Masduri menjelaskan, sejak awal Poltracking telah menyerahkan 2.000 data yang diolah pada survei Pilkada Jakarta. Lalu dewan etik, meminta raw data dari dashboard, data lalu kirimkan pada tanggal 3 November 2024. Dia memastikan, tidak ada perbedaan antara dua data tersebut.
"Dewan etik merasa tidak bisa memverifikasi data Poltracking, padahal jelas, kami sudah menyerahkan seluruh data yang diminta dan memberikan penjelasan secara detail. Raw data sudah dikirimkan. Hanya dewan etik meminta raw data dari dashboard supaya dapat dibandingkan dengan data yang sudah dikirimkan sejak awal.
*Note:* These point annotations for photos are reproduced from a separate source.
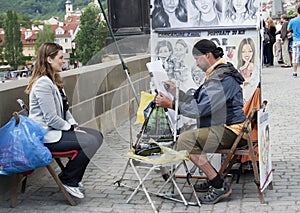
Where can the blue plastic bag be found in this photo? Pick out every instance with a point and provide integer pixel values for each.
(21, 146)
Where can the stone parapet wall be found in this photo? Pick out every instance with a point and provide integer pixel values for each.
(99, 96)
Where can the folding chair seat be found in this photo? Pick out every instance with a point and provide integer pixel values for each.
(234, 152)
(22, 177)
(143, 167)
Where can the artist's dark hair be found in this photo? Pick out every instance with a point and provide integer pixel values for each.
(161, 19)
(206, 46)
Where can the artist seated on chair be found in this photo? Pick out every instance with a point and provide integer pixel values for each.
(218, 107)
(48, 106)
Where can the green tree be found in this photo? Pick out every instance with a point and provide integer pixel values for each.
(13, 47)
(44, 35)
(92, 34)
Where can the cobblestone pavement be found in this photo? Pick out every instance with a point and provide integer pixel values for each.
(282, 92)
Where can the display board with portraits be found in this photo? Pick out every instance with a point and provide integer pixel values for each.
(234, 25)
(203, 13)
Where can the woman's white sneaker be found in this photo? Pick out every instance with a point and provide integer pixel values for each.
(75, 191)
(81, 186)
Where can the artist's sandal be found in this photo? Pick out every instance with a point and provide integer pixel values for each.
(215, 195)
(202, 187)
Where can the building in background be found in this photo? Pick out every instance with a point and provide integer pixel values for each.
(65, 33)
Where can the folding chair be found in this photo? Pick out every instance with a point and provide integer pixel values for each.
(234, 152)
(169, 158)
(22, 177)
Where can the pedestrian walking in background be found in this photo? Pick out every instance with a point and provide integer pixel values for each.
(294, 27)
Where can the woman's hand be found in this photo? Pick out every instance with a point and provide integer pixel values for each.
(163, 101)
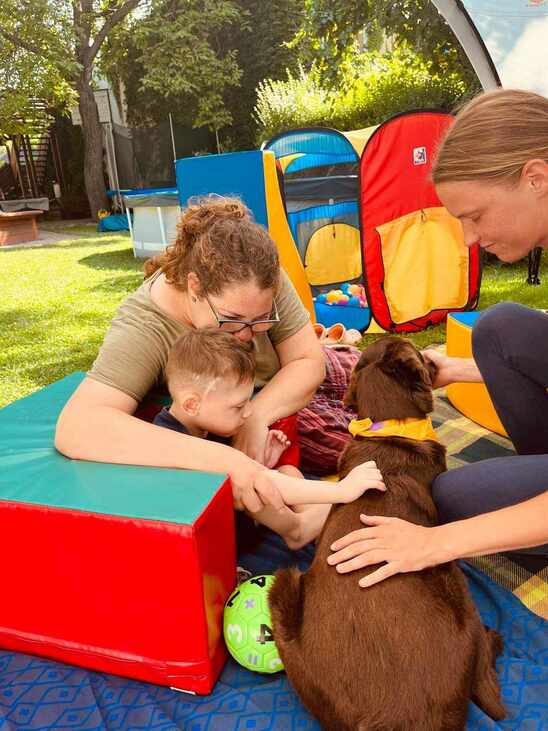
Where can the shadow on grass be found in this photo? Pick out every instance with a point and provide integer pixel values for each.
(118, 259)
(117, 285)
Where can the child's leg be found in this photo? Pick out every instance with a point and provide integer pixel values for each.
(297, 529)
(296, 491)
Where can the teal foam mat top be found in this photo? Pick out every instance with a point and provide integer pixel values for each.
(32, 471)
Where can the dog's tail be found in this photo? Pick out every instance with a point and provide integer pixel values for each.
(286, 605)
(486, 689)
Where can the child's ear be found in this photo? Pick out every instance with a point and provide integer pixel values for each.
(191, 404)
(405, 365)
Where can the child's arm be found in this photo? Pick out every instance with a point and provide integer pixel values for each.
(297, 491)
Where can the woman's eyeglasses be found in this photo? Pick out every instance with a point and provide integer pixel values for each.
(236, 326)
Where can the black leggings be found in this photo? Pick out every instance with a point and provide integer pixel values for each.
(510, 345)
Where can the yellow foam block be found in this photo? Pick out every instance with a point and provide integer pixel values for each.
(471, 399)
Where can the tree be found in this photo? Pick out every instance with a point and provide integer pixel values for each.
(64, 38)
(174, 59)
(329, 34)
(202, 61)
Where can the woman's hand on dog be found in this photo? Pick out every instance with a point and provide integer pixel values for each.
(398, 545)
(364, 477)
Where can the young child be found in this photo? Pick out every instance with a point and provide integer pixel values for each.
(210, 376)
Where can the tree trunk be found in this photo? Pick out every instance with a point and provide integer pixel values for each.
(92, 132)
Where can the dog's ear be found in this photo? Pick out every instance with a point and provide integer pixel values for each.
(403, 363)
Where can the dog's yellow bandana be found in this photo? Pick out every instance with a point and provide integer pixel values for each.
(420, 429)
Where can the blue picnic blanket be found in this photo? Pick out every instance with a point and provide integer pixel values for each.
(38, 694)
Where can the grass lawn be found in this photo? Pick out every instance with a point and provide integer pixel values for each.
(57, 303)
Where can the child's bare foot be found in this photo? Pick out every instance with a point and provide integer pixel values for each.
(364, 477)
(276, 444)
(310, 523)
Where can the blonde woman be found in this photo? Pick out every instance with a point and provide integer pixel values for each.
(491, 173)
(222, 271)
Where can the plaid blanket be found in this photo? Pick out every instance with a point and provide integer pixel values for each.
(468, 442)
(323, 433)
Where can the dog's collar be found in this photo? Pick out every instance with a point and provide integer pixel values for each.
(420, 429)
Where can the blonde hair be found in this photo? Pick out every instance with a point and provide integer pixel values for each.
(199, 357)
(492, 138)
(218, 241)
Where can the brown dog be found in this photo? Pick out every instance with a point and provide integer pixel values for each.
(409, 653)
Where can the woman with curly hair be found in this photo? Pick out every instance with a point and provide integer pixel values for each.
(222, 271)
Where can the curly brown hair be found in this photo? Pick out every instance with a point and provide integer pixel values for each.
(218, 241)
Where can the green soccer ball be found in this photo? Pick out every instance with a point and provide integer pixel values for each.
(247, 626)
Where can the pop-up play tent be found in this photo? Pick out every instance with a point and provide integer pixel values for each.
(375, 219)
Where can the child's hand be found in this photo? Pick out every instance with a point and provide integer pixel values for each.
(364, 477)
(276, 444)
(249, 492)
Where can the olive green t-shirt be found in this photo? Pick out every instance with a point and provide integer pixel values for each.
(134, 352)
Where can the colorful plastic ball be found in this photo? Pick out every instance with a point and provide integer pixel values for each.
(247, 626)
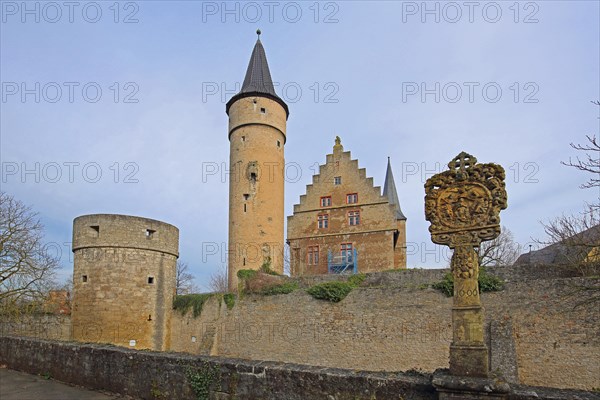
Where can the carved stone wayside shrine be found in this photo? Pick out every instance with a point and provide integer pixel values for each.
(463, 206)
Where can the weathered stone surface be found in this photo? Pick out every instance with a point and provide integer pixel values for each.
(393, 322)
(451, 387)
(463, 205)
(123, 280)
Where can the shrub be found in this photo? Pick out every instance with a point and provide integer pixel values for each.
(356, 280)
(229, 299)
(284, 288)
(330, 291)
(246, 273)
(183, 303)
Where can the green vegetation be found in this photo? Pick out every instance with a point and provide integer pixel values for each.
(202, 378)
(246, 273)
(266, 267)
(284, 288)
(229, 299)
(487, 283)
(183, 303)
(336, 291)
(331, 291)
(356, 280)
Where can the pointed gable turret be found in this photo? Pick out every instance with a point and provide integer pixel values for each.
(389, 191)
(258, 81)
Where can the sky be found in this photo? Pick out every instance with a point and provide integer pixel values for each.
(119, 107)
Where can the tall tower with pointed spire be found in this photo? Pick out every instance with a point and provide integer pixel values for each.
(389, 191)
(257, 135)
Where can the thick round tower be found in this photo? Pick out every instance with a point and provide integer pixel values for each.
(257, 134)
(123, 280)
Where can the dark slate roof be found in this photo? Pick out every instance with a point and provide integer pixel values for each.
(258, 80)
(389, 190)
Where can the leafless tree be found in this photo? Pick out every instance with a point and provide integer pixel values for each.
(27, 270)
(501, 251)
(184, 280)
(218, 280)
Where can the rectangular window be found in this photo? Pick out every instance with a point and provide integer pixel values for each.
(323, 221)
(354, 217)
(351, 198)
(326, 201)
(313, 255)
(346, 251)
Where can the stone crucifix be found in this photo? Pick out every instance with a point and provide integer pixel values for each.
(463, 206)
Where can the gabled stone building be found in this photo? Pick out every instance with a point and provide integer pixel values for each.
(344, 224)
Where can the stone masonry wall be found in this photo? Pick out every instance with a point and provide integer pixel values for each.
(393, 323)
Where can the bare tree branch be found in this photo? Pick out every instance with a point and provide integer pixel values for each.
(27, 270)
(184, 280)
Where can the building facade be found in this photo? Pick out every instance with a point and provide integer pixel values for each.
(344, 224)
(257, 135)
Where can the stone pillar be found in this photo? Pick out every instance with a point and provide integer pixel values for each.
(468, 352)
(463, 205)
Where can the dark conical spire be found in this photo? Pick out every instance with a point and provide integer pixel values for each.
(389, 191)
(258, 80)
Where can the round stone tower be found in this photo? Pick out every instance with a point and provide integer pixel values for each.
(257, 134)
(123, 280)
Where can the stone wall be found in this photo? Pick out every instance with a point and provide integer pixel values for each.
(123, 280)
(536, 334)
(43, 326)
(153, 375)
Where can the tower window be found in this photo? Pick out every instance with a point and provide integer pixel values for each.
(352, 198)
(95, 230)
(326, 201)
(323, 221)
(313, 255)
(354, 218)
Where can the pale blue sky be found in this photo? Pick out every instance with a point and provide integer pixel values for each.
(365, 55)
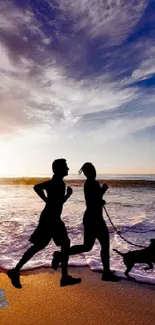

Itu sudah kami serahkan semua," ucap dia.
“Kami sudah mengirimkan pada tanggal 31 Oktober 2024. Tidak ada permintaan secara spesifik mengenai lampiran raw data dari dashboard,” tegas Masduri.
Anggap Persepi Tebang Pilih
Dalam Penjelasannya, Masduri juga mengatakan pihaknya sudah memenuhi semua hal yang diminta oleh Persepi, termasuk memenuhi dua kali undangan dari Persepi yang digelar di Hotel Aston Priority Jalan TB. Simatupang, Jakarta Selatan. Dia menjelaskan, pada pertemuan pertama yang berlangung pada 28 Oktober 2024, hanya ada satu Anggota Dewan Etik, sempat ada upaya menunda pertemuan karena dua Anggota Dewan Etik absen. Namun, pertemuan akhirnya tetap dilanjutkan.
Pada Sabtu, 2 November 2024, Poltracking diminta hadir kembali secara mendadak tanpa undangan resmi untuk memberikan keterangan lanjutan pada zoom meeting dengan dewan etik pada hari yang sama. "Sidang berakhir agak bersitegang, karena perbedaan cara pandang mengenai penggantian PSU dan usaha peneliti lapangan kami mendapatkan data jumlah RT dan KK," kata dia.
Dalam keterangannya, Masduri juga mengatakan sebagai asosiasi, dewan etik Persepi mestinya bersikap adil dan imparsial. Memposisikan seluruh anggota Persepi secara setara. Menurutnya, dalam konteks perbedaan hasil survei Pilkada Jakarta, terdapat tiga survei anggota Persepi yang melakukan survei dalam waktu yang berdekatan, Poltracking Indonesia (10-16 Oktober 2024), Lembaga Survei Indonesia (LSI) (10 – 17 Oktober 2024), dan Parameter Politik Indonesia (PPI) (21-25 Oktober 2024).
Dia pun mempertanyakan, Survei LSI yang juga berbeda dengan PPI. Namun Persepi seolah tebang pilih, dan tidak juga ikut menanggil PPI dan tidak membawa hal itu ke Dewan Etik.
"Padahal periode survei LSI dan PPI hanya berjarak 4 hari. Kenapa Persepi hanya memanggil Poltracking dan LSI? Dan sudah mengambil keputusan. Sementara PPI tidak ikut disidang sebagaimana Poltracking dan LSI. Padahal hasil survei PPI mirip dengan survei Poltracking. Mestinya semua disidang untuk dilihat secara adil siapa yang bermasalah di dalam survei ini," kata dia.
Karena itu, pihaknya merasa keputusan dewan etik tidak adil, karena tidak proporsional dan akuntabel dalam proses pemeriksaan terhadap Poltracking dan LSI.
"Poltracking sudah melaksanakan semua Standar Operasional Prosedur (SOP) survei guna menjaga kualitas data. Hal tersebut sudah kami paparkan dan jelaskan kepada dewan etik," tuturnya.